Dorset river improvements now allow fish to migrate upstream

Fish-friendly changes made to the Rivers Frome, Piddle, Asker and Brit by the Environment Agency and partners.

Man-made obstacles to migratory fish like this leaping salmon have been removed on Dorset rivers
Man-made obstacles to migratory fish like this leaping salmon have been removed on Dorset rivers

It is now easier for salmon and sea trout to migrate up some of Dorset’s best known rivers thanks to the efforts of a unique partnership that has been working to boost fish numbers by removing man-made obstacles such as hatches and weirs.

Improvements at 10 sites on the Rivers Frome, Piddle, Asker and Brit have made it possible for fish to swim upstream to spawning grounds for the first time in many years. As well as salmon and sea trout, removal of barriers will help other species including eels and coarse fish.

The work has been carried out by the Environment Agency, Frome, Piddle and West Dorset Fisheries Association, Westcountry Rivers Trust and the Friends of Rivers Group.

Jim Flory of the Environment Agency said:

It has been a real success with each organisation playing a specific role. None of us could have achieved the work on our own.

We’ve shared expertise, experience and costs to remove these barriers to fish passage. It’s an excellent example of partnership working.

Charles Dutton, chairman of the Frome, Piddle and West Dorset Fisheries Association, said:

We’ve removed 10 significant obstacles that were stopping fish moving upstream. The work has made a real difference to these rivers.

Improvements ranged from simple solutions that took only a few days to put in place to major engineering works such as fish passes.

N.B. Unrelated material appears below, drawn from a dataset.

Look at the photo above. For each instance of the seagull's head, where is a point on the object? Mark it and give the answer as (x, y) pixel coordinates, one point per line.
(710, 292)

To celebrate their success, the partnership held a special event at Frampton, Dorchester on Friday 22 April, where representatives from each organisation showcased their work and gave people a tour of one of their latest projects – a new fish pass at Crockway House.

Barriers have been built on many rivers over the past 100 years to control water levels. Unfortunately, this has prevented migratory species such as salmon and sea trout from reaching the headwaters to spawn. This restriction of movement combined with issues like pollution has led to a decline in fish numbers in some rivers.

These factors not only impact on the ecology of our rivers, it also affects those who enjoy the water environment.